Written by Don Byrd

Update: The Tarrant County GOP voted 139-49 to keep Dr. Shafi in his role as Vice Chair. Good on them for rejecting an overtly discriminatory bid to remove him.]

Dr. Shahid Shafi is a surgeon and a councilman in Texas’ Tarrant County who was recently appointed Vice Chair of the county’s Republican Party. But he faces removal from that post for one outrageous reason: Shafi is Muslim.  A motion to have him removed offered by was openly based on his religion and a vote is scheduled for today.

ABC News reports:

“We don’t think he’s suitable as a practicing Muslim to be vice chair because he’d be the representative for ALL Republicans in Tarrant County, and not ALL Republicans in Tarrant County think Islam is safe or acceptable in the U.S., in Tarrant County, and in the TCGOP,” [party member Dorrie] O’Brien recently posted on Facebook, according to the Ft. Worth Star-Telegram. “There are big questions surrounding exactly where Dr. Shafi’s loyalties lie.”

For his part, Shafi rightly insists what millions of American Muslims know: being American and being Muslim “are not mutually exclusive.” He’s standing up, he says, for the fundamental principle of equality. “Religious discrimination… is illegal, immoral, unethical, and un-American.” Debate on O’Brien’s motion is scheduled for tonight. 

Meanwhile, U.S. Senators on the Judiciary Committee once again made news for questions posed during confirmation hearings, suggesting that a federal judicial nominee’s religious beliefs and religious associations might be disqualifying. Nominee Carl Anderson is a member of the Knights of Columbus, which Senator Kamala Harris (D-California) noted is an “all-male society comprised primarily of Catholic men.” Senator Marie Hirono (D-HI) asked “If confirmed, do you intend to end your membership with this organization to avoid any appearance of bias?””

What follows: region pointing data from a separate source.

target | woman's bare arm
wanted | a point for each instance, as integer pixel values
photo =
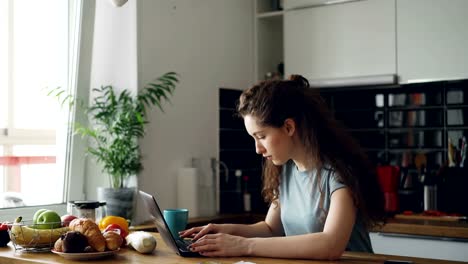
(329, 244)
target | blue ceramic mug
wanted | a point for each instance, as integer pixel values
(177, 220)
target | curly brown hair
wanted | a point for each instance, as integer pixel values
(324, 138)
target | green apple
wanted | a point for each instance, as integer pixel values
(47, 220)
(36, 215)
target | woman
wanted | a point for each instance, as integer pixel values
(323, 192)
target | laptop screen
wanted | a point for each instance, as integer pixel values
(157, 217)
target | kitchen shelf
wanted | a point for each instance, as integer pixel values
(384, 133)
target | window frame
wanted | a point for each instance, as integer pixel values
(74, 160)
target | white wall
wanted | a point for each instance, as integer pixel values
(210, 44)
(114, 62)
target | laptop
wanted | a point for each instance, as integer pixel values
(176, 244)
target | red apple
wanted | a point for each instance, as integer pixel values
(66, 219)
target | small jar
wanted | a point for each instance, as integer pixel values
(85, 209)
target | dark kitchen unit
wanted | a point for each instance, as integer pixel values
(240, 188)
(411, 127)
(406, 126)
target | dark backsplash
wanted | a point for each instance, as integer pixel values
(394, 124)
(237, 151)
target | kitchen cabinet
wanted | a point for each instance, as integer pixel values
(293, 4)
(432, 40)
(268, 39)
(419, 246)
(341, 40)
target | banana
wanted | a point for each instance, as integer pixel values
(26, 236)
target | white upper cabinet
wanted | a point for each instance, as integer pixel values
(290, 4)
(432, 40)
(341, 40)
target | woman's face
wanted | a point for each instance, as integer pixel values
(272, 143)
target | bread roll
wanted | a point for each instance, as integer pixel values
(58, 245)
(91, 230)
(113, 240)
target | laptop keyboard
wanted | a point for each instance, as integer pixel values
(183, 244)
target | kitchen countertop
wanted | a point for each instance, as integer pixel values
(163, 254)
(430, 228)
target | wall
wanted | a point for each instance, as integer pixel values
(210, 44)
(114, 62)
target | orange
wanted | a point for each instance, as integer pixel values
(111, 219)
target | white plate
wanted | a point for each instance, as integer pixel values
(85, 256)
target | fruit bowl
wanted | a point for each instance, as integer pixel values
(27, 236)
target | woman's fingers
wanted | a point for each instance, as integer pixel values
(204, 231)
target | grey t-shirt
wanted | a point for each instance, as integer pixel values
(301, 210)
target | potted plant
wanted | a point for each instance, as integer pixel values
(116, 121)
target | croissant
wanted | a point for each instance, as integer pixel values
(91, 230)
(113, 240)
(58, 245)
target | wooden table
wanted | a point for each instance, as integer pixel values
(163, 254)
(420, 227)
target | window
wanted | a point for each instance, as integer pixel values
(38, 47)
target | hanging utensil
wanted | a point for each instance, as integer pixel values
(451, 153)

In an impassioned op-ed for The Hill, which everyone should take the time to read, Rep. Tulsi Gabbard (D-Hawaii) railed against the treatment Nelson and other judicial nominees have received:

While I absolutely believe in the separation of church and state as a necessity to the health of our nation, no American should be asked to renounce his or her faith or membership in a faith-based, service organization in order to hold public office.

The party that worked so hard to convince people that Catholics and Knights of Columbus like Al Smith and John F. Kennedy could be both good Catholics and good public servants shows an alarming disregard of its own history in making such attacks today.

We must call this out for what it is – religious bigotry.  This is true not just when such prejudice is anti-Catholic, but also when it is anti-Semitic, anti-Muslim, anti-Hindu, or anti-Protestant, or any other religion.

The U.S. Constitution stands for no principle more strongly than this: one’s religious beliefs and religious association have no bearing on qualifications for public service. There is no religious test for public office. Period. And yes, political party leadership is not technically a government position, but the same principle applies. Americans of all faiths, and no faith, must be equally free to participate fully in our democracy.